I had decided that I was going to fight for our mating, but with each day that passes that fight has started to quieten as I can’t fight for something when he isn’t even there. My wish for his present is so strong that I swear I can even smell his scent. “Flame” his deep voice so close to me has me gasping as I jump in surprise snapping around.
My mind was so busy that I didn’t even realize that the women had grown quiet. “Gunner?” my voice comes out in squeak of surprise; my hands are trembling as I bring one up to my chest to stop my heart from jumping out of my chest.
His light blue eyes are boring right into my soul as he gazes at me, every nerve in my body is at attention.
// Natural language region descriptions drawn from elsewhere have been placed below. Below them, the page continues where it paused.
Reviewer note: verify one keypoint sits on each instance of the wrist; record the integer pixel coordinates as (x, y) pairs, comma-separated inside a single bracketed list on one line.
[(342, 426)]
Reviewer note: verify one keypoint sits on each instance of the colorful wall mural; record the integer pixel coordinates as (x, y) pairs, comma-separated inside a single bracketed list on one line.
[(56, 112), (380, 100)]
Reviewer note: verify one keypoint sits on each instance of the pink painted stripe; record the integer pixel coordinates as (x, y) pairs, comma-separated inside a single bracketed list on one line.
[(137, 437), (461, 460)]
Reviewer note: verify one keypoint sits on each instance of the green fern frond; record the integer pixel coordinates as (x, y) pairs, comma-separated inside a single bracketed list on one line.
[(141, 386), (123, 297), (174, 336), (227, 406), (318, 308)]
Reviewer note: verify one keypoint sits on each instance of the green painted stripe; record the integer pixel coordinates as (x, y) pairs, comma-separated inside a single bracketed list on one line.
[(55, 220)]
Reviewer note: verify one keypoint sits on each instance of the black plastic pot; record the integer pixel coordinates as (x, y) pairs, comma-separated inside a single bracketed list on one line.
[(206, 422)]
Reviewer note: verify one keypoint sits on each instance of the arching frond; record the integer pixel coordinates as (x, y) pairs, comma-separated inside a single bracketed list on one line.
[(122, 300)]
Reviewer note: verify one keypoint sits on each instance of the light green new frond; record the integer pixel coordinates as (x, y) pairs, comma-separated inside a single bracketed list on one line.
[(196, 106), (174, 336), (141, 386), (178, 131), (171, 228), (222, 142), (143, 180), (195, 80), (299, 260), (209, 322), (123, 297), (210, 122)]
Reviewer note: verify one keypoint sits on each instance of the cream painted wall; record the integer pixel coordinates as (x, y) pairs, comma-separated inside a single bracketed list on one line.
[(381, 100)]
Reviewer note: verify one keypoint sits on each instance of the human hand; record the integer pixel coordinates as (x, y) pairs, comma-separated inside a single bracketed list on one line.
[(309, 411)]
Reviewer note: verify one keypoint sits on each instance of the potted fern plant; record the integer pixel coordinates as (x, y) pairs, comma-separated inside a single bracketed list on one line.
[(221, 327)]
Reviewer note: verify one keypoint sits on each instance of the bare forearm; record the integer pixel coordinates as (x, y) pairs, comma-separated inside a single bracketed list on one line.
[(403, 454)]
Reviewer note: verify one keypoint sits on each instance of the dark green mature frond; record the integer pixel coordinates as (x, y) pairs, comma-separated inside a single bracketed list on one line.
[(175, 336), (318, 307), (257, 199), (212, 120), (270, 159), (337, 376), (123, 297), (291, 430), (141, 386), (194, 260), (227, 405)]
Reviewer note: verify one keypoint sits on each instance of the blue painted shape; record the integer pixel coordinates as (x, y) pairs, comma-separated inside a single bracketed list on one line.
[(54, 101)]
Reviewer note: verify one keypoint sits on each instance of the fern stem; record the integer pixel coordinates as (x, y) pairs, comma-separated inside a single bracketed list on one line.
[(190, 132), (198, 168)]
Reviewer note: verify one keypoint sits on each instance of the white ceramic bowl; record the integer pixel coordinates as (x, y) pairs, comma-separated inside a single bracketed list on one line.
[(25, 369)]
My body responds to his nearness like it never has to anyone else. His light brown hair is windswept and his tanned skin enhancing his handsomeness. “You surprised me,” I accuse when it doesn’t seem like he is going to say anything else.
He shrugs his eyes still boring into me, “How are you feeling?” his question has my brows raising in surprise.
“Why?” I ask
“What do you mean why?”
“It has been a week, if you were concerned about how I was feeling you would have come to see me earlier.” I know that I should have kept my mouth shut and just made small talk, but how can I bite my tongue when it’s true. Why would he make as if he cares how I have been when he hasn’t made any effort to see if I’m okay.
“I didn’t come to see you, but I knew exactly how you were progressing.” His statement has my ire dying a sudden death. Did he ask about me? Does Gunner actually care about me or is he just doing what is expected of him.
“Then you know how I am.” I mutter and am once again surprised as his hand shoots up and he is grabbing my chin with his index finger and thumb turning my head up to his so that our eyes are once again looking at each other.
“I want to hear it from you.” He insists, I try to pull my head back, but he tightens his hold keeping me in place.
“I’m fine, my arm is still slightly sore with certain movements but besides that I’m feeling good.” He nods at my reply his eyes breaking their hold as they glance over my body in a slow appraisal. “The others tell me that you want to help us find the fucker that took you.” His statement has my attention coming back to his words instead of the fascination with his lips that I was in.